Most programs that showed promising results began with low- to moderate-intensity training and eventually progressed to higher intensity over eight to 16 weeks. A typical session generally consisted of two to three sets of workouts, each with eight to 12 repetitions at 40%-60% of the one-repetition maximum. They would eventually progress to 70% to 80% of their one-rep maximum [16]. Training was achieved with free weights, resistance bands, and exercise machines. Early guidance was recommended to ensure proper technique and pacing occurred. Individualizing the exercise program to fit your needs was also critical in achieving improved outcomes, as it supported long-term adherence [13].
There were multiple benefits that came along with resistance training. Besides gaining strength, physiologic improvement was also seen in motor unit recruitment, coordination, and overall neuromuscular function. These patients often report more confidence in movement, a greater sense of control over their symptoms, and reduced anxiety/avoidance [19, 20]. Furthermore, resistance training also improves central pain modulation via the increase in beta endorphins and serotonin activity. Metabolic changes like improved insulin sensitivity, reduced IL-6 and TNF-α, and increased mitochondrial efficiency all contribute to lower inflammation and better energy regulation [16].
When compared to aerobic exercise, resistance training falls in a similar line in terms of improvement in pain, fatigue, and quality of life. However, there are also additional benefits in strength and functional performance. The 2024 systematic review from above showed that progressive resistance training programs had improved pain, strength, and FIQ scores when compared to aerobic programs [18]. The greatest benefits were seen in combined exercise programs that merged resistance, aerobic, and flexibility training [13].
Resistance training has been proven to be a safe, effective, and long-term therapy for FM treatment.
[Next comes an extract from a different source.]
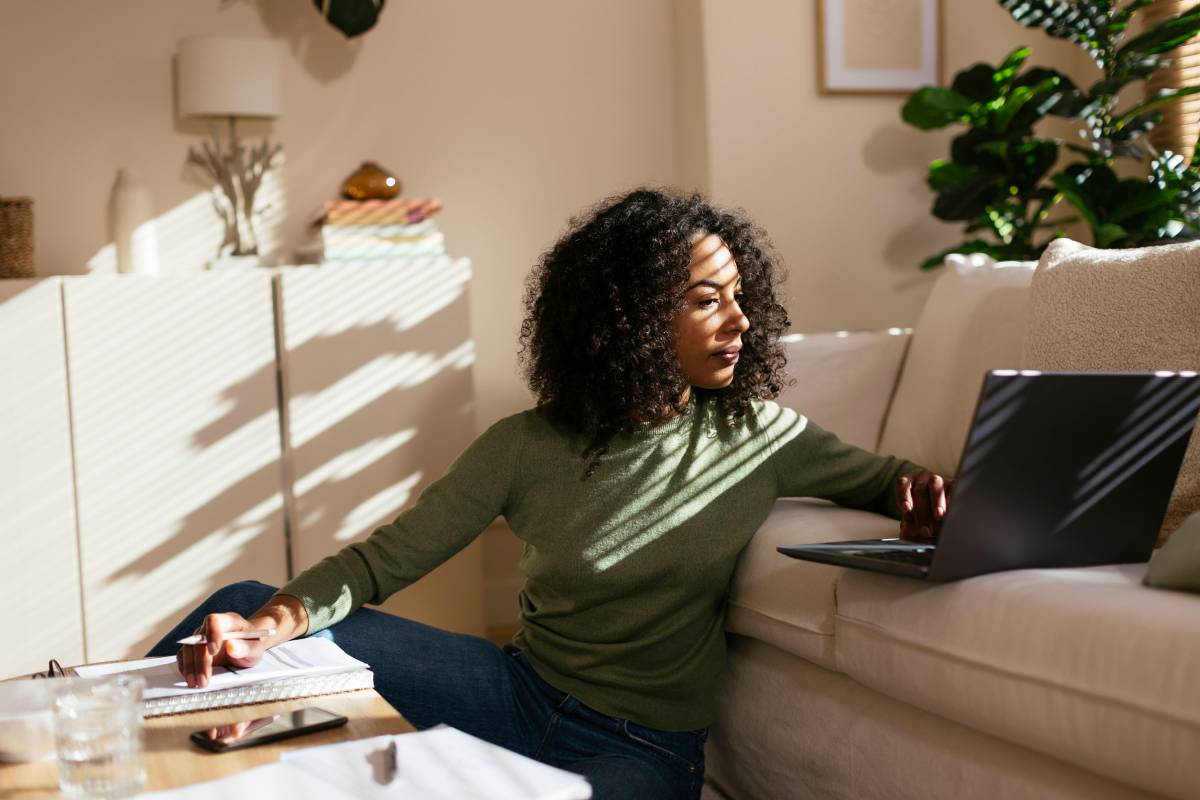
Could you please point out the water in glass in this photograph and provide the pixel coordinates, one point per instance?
(99, 737)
With proper guidance, individualization, and eventual progression, it strongly supplements other approaches that help rebuild physical confidence in patients.
Stretching and flexibility
Stretching and flexibility for FM yield modest but clinically relevant benefits. Its primary function is enhancing muscle ease of movement, relaxation, and overall comfort, rather than reducing pain [21].
A 2024 systematic review reported that stretching “may improve pain, HRQoL, and physical and mental function,” although the strength of evidence remains low because of heterogeneous study designs [21]. Proposed mechanisms include reductions in muscle tension and stiffness, increased local blood flow, and increased parasympathetic activation, all of which play a role in decreasing central sensation, one of the core pathophysiologic features of FM.
When compared to other modalities, stretching alone has a smaller effect on pain reduction and symptom improvement [14]. However, integrating flexibility work into multimodal programs enhances overall tolerance and adherence. One trial found that combining stretching with aerobic training improved sleep quality and decreased FIQ scores more than aerobic exercise alone [22].
In summary, stretching improves flexibility, recovery, and quality of life but is best utilized as a component of a broader exercise regimen. Its low physical demand makes it particularly suitable for individuals with severe pain or limited mobility, serving as a stepping-stone toward more structured aerobic or strengthening programs.
Mind-body interventions (Tai Chi, yoga, and Pilates)
Mind-body exercise modalities such as Tai Chi, yoga, and Pilates integrate controlled physical movement, breath regulation, and mindfulness to address both the physical and psychological dimensions of FM. These practices reduce sympathetic overactivity, enhance central pain modulation, and improve mood, sleep, and coping ability, offering a uniquely holistic approach. Other mind-body interventions, including Qigong and mindfulness-based stress reduction, have also been explored in FM populations, though the strongest and most consistent evidence currently supports Tai Chi, yoga, and Pilates.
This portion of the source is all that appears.